Ultra Violette’s core customers are in-the-know consumers predominantly aged 20 to 35 years old who gravitate to its formulas and design. Inspired by Australia summers in the 1990s, the brand’s vibrant packaging features Yves Klein blue with pastel neon hues. According to Dunklau, its customers “love the high SPF protection factor that they get from it and the way that Ultra Violette works well with other products in their beauty routine, and I always felt the brand and the packaging was very modern.”

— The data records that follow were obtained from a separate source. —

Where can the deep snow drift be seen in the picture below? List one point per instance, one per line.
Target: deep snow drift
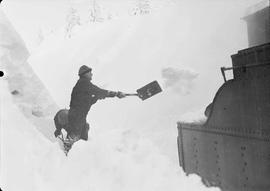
(112, 160)
(132, 143)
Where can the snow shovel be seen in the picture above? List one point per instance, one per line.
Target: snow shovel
(147, 91)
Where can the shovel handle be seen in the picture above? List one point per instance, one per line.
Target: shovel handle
(131, 94)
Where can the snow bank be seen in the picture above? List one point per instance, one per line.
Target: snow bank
(120, 154)
(28, 92)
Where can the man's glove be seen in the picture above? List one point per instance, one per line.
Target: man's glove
(120, 95)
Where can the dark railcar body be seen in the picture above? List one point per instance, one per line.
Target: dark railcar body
(231, 149)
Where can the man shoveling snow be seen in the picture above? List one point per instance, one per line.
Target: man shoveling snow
(83, 96)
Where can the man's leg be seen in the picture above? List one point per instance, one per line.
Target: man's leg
(84, 135)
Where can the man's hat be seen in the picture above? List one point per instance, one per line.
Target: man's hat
(84, 69)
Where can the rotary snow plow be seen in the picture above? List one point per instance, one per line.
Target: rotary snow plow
(231, 149)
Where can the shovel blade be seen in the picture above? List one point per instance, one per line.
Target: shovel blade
(149, 90)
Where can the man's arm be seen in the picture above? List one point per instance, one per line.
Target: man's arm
(102, 93)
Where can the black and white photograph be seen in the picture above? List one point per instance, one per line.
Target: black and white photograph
(135, 95)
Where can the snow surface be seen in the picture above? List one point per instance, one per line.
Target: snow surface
(132, 143)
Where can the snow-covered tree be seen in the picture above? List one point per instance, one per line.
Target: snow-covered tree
(95, 12)
(72, 19)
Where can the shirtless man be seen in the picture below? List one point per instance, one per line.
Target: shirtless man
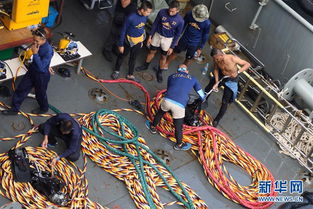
(226, 69)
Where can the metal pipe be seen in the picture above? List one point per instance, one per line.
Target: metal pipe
(295, 14)
(254, 26)
(211, 5)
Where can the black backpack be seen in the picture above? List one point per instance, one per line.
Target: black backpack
(20, 164)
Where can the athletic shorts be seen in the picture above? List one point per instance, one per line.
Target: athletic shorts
(182, 46)
(162, 42)
(177, 111)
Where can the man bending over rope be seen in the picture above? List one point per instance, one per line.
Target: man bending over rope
(225, 65)
(68, 129)
(179, 86)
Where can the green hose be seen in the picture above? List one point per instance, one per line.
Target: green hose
(96, 124)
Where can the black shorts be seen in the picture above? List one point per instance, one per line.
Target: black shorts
(182, 46)
(154, 48)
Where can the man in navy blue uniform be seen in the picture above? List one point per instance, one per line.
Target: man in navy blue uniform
(37, 76)
(131, 39)
(197, 28)
(68, 129)
(164, 34)
(122, 10)
(179, 86)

Ultra Violette co-founders Ava Chandler-Matthews and Rebecca Jefferd

Ultra Violette has about 20 employees globally. Chandler-Matthews and Jefferd remain on board as operators, and the brand is building a team in the U.S. to assist with its North American business. As it establishes milestones it anticipates reaching in the next few years, it’s cognizant of leaving opportunities on the table for a buyer down the line. It has plenty of room to expand in Asian countries such as China, Japan and South Korea, and even if it lands at Sephora in the U.S., Ulta Beauty is an open possibility, too, and it could target the professional beauty channel in the future.

A strategy that’s not on the roadmap is introducing a secondary line for the mass market. Dunklau says, “I always think it’s hard enough to build one brand.”